The collection of cases was approved by ethics board of National Cancer Institute, Fondazione ‘G. Pascale’, Napoli, Italy. The source block was cored and a 0.6 mm core transferred to the recipient master block. Four cores from different areas (two representative of superficial and two deep invasion) of the same tissue block were arrayed for each case. All the donor cores were formatted into one recipient block. H&E staining of a 4-µm TMA section was used to verify all samples. Double immunostaining has been performed using monoclonal CD-34 and COX-2 antibodies. Primary Ab anti-E-cadherin has also been tested in all OSCC cases.

Primary antibodies were revealed by automated staining device (Leica BOND RX) using standard linked strepatavidin-biotin horseradish peroxidase (LSAB-HRP);[60,61] and linked streptavidin biotin alkaline phosphatase (LSAB-AP) techniques performed at the same time. Immune-stained cells were detected in 4 high power fields (HPFs) at optical microscope (OLYMPUS BX53, at x200).

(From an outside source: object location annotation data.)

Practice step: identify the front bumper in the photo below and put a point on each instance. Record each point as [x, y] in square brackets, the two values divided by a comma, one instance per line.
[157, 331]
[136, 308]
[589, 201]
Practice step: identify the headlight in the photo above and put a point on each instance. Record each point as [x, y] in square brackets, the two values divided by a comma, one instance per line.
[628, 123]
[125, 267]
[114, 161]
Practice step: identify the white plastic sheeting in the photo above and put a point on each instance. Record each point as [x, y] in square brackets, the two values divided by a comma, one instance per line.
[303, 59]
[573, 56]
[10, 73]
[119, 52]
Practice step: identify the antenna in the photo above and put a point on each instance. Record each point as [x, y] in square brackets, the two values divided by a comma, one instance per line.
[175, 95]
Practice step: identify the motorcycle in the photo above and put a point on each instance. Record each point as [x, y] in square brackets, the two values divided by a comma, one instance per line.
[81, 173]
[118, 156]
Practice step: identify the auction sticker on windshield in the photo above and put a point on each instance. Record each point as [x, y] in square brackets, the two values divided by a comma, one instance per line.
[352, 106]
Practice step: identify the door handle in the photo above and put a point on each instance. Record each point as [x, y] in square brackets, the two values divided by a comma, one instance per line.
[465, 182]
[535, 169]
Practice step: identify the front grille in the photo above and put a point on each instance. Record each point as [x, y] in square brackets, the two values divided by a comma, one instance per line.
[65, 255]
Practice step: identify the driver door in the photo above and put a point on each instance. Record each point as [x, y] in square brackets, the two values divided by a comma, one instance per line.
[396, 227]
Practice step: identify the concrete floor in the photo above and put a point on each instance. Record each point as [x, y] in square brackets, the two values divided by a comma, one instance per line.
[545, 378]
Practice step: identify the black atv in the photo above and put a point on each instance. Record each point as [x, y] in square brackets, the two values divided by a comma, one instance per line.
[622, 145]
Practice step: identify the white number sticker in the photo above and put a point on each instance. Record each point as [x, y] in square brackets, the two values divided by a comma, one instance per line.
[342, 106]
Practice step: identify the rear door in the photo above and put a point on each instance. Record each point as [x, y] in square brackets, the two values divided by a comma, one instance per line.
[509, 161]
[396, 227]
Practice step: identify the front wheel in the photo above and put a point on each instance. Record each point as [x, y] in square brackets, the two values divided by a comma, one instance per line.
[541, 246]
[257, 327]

Immune-stained spots were acquired by digital camera and analyzed by ISE TMA Software (Integrated System Engineering, Milan, Italy), and Cellsens V1.9® Olympus image analysis softwares. By CD-34 staining, we were able to count and measure diameters of micro-vessels ranging from to 2 micron to 20 micron. Neo-formed vessels have been considered all CD-34 positive endothelial buds measuring less than 20 microns and surrounding tumor cords and nests in deep infiltration spots as evaluated by computed image analysis. Then, we grouped all measureable vessels in two groups: a) small microvessels (measuring from 2 to 10 micron), and b) large microvessels (from 11 to 20 micron). As regard E-cadherin and COX-2 staining we evaluated percent of stained cells and intensity of immune-labeling detected in cancer cells by a continuous scale of values. Then, a total score has been calculated multiplying percentage by intensity, in order to obtain a continuous scale of values ranging from zero to 300. Furthermore, COX-2 positive leucocytes and macrophages cells have been counted in reactive phlogistic infiltrate surrounding OSCCs categorized according to Wada T. classification.[62]

Statistical analysis

All data were analyzed by MedCalc 12.2.1.0 (for Windows), SOFA Statistics 1.4.3 and R 2.11.1 (for Linux) statistical software, using Debian 7 and Windows Operating Systems. The delocalized E-cadherin was assessed as previously described.[3] Differences between groups were determined using the one-way analysis of variance (ANOVA) and Scheffé test for pairwise comparisons. Pearson’s method and Point-biserial correlation coefficient were used to study linear correlation and to determine the relationship between COX-2 expression and neo-angiogenesis evaluated by CD-34 expression and between tumor dimension, tumor stage (as evalutated in TNM staging) and deep invasion. Finally, Cox proportional hazards regression was used to examine the effect of several risk factors on survival. Only p values < .05 were considered significant.